2025年04月18日 1867号

【みるよむ(729)/2024年3月29日配信/基本的人権を侵害する法律制定/宗派主義、民族主義が支配する議会】

 イラク国会は市民の基本的人権を侵害する「個人身分法」などの制定を強行した。2月、サナテレビは議会の問題点とこの法律制定について報道した。

 イラク国民議会は最近3つの重要法を制定、改悪した。しかし、この国の法律は、市民の人権や生活の必要からではなく、イラク政治を牛耳るイスラム政治勢力や民族主義勢力の都合で決められている。

 そもそも、2003年の米軍イラク占領以降に実施されている議会選挙は、偽物の投票用紙がトラックで大量に持ち込まれるなどという不正選挙である。議席の枠は宗派や民族の利害で事前に決められ、イスラム教シーア派とスンニ派の勢力やクルド民族主義勢力の間で配分が割り当てられる。

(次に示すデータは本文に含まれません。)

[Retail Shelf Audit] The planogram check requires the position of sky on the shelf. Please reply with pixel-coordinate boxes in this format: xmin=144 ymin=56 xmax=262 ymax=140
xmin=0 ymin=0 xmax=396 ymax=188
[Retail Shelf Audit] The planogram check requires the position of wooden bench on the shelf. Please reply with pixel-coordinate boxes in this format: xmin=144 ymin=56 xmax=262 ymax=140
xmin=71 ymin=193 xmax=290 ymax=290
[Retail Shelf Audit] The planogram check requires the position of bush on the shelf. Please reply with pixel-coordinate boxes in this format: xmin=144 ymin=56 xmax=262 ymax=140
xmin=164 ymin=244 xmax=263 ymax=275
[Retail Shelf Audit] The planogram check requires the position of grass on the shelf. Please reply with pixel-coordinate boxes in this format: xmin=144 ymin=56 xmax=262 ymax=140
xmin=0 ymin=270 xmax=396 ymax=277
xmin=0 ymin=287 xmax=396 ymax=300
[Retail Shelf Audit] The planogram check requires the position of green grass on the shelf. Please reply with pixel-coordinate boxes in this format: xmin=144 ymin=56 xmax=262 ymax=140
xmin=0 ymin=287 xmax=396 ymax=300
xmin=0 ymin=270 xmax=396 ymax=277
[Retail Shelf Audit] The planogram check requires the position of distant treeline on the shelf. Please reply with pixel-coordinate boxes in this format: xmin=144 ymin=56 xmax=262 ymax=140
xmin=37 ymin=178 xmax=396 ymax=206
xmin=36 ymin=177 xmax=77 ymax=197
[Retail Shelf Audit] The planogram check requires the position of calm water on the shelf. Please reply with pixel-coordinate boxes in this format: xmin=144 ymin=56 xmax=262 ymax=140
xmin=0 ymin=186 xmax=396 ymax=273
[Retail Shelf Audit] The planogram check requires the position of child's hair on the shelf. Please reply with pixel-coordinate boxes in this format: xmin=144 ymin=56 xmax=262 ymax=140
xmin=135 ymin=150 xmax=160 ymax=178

 とてもまともな選挙とは言えず、投票率は当局発表でさえ40%程度。実際は20%を割ると言われる。

 今回制定された法律も、「個人身分法はシーア派イスラム政党が、一般恩赦法はスンニ派政党が要求し、財産回復法はクルド民族主義勢力が特にキルクーク市で要求したものだ」という。

男女平等否定の身分法

 個人身分法の改悪について見てみよう。今回の改悪で、イスラムの教義に基づくシャリア法の理念が導入された。そのために、女性の結婚可能年齢は9歳以上になってしまった。これは、少女を身体的精神的に支配し攻撃を加えるものだ。

 女性は学校にもまともに通えなくなる。男性が女性を支配し、女性の当たり前の人間らしい人生を奪ってしまう。根本的な人権破壊と言うべきだ。近代社会が築き上げてきた男女平等の理念や女性の地位を根本から否定してしまう。

 イスラム宗派や民族によって支配された議会が、未成年の女性に対する人権侵害を推進する。サナテレビはこのような議会制度、イラクの社会を変えようと訴えている。